Doctors that see psychiatric patients usually have to rely on their assessment of patient statements to diagnose and treat these disorders. Mental illnesses can be extremely difficult to understand and treat in part because there are very few biomarkers that can be used to predict, diagnose, or monitor these conditions. New research has suggested, however, that brain imaging done with an MRI could be used to help adolescent patients with mental conditions. The findings have been reported in Biological Psychiatry.
In this work, the researchers analyzed brain imaging data obtained from the Adolescent Brain Cognitive Development (ABCD) Study, which included around 12,000 children who were between the ages of 9 and 10 at the start of the study. This data contained functional MRIs for patients that could reveal more about how their brain circuitry is organized, in a resting-state functional connectivity (rsFC) analysis. The study authors found brain connectivity characteristics and variations that were associated with cognition and psychopathology.
This analysis could be used to identify the number of psychiatric disorders that were present in a single patient when the MRI was done, and over the course of the next two years.

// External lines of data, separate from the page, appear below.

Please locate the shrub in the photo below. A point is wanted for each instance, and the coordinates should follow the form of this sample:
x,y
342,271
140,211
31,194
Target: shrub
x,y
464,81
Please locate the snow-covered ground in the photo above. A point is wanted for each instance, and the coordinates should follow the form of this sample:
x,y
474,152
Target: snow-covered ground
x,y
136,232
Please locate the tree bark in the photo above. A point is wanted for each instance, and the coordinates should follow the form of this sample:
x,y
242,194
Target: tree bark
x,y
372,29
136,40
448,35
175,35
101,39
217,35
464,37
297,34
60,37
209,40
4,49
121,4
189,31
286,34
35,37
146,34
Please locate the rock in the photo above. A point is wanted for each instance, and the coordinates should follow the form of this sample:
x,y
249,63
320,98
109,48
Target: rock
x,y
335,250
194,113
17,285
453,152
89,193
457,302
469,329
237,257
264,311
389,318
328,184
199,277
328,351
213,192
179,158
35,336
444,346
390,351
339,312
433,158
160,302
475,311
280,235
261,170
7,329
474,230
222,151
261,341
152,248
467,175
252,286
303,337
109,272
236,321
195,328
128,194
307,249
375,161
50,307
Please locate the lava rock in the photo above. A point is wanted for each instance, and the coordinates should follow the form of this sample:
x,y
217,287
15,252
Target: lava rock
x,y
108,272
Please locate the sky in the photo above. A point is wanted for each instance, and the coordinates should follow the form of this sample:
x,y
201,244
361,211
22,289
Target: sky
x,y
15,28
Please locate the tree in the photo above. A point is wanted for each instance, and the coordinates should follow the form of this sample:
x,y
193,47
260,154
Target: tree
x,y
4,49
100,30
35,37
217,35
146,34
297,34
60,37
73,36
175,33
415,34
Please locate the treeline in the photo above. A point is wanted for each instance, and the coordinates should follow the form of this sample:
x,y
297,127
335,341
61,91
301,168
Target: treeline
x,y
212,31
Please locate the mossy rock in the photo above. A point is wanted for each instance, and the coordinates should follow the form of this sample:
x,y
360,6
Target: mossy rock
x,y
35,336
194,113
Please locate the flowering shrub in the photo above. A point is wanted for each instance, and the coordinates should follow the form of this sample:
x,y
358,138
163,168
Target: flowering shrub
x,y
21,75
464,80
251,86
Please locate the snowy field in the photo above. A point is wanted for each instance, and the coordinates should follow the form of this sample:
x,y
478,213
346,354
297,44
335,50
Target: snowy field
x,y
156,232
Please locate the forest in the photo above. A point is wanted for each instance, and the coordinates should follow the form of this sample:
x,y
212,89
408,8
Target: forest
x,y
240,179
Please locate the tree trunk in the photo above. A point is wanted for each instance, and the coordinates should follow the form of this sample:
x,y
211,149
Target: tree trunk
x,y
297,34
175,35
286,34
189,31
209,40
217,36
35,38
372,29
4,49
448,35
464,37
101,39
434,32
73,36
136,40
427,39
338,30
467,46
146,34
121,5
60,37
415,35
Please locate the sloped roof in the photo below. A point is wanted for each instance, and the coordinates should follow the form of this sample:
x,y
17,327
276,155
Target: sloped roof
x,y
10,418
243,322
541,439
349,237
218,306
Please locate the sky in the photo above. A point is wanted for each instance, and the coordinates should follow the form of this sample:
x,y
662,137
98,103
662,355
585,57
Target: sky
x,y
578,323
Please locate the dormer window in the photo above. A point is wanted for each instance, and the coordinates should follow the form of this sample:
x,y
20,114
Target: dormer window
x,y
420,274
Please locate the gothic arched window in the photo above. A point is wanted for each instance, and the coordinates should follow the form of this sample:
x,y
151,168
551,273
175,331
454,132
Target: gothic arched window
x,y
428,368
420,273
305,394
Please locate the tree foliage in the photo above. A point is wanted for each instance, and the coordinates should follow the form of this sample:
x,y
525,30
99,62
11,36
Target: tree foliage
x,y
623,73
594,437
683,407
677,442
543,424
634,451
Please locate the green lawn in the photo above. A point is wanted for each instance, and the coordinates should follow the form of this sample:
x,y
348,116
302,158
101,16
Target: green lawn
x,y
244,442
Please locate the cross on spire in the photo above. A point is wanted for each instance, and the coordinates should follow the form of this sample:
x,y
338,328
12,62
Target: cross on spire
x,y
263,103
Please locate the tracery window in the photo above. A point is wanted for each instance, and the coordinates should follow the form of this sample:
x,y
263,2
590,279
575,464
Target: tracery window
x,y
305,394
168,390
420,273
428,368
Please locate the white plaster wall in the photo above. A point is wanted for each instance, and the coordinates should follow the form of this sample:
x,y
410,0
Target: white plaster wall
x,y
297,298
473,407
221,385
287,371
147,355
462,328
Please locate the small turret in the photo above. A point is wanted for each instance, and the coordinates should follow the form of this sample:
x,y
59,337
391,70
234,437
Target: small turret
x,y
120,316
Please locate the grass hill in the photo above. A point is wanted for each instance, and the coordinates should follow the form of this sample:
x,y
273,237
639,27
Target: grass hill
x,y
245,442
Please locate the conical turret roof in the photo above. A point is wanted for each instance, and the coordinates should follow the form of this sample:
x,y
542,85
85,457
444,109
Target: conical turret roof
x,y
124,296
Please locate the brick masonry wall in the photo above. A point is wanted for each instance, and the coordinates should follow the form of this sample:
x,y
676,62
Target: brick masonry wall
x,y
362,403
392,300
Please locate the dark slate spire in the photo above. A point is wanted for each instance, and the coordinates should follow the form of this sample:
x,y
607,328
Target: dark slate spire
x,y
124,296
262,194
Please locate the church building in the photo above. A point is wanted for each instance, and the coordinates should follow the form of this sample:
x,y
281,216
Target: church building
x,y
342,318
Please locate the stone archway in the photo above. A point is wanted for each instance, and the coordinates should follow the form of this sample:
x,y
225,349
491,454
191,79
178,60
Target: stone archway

It was also able to predict the way that disorders would transition to other diagnoses over that follow-up period, said the study authors.
"These findings provide evidence for a transdiagnostic brain-based measure that underlies individual differences in developing psychiatric disorders in early adolescence," said senior study author Yihong Yang, PhD of the Neuroimaging Research Branch at the National Institute on Drug Abuse.
This work could help identify children who are at serious risk of developing psychiatric disorders, and may assist clinicians who are trying to prevent those disorders in their patients. It can also show who is susceptible to a spectrum of diagnoses.
"Finding biomarkers of mental illnesses, rather than relying on symptoms, may provide a more precise means of diagnosis, and thereby aligning psychiatric diagnosis with other medical diagnoses," noted Yang.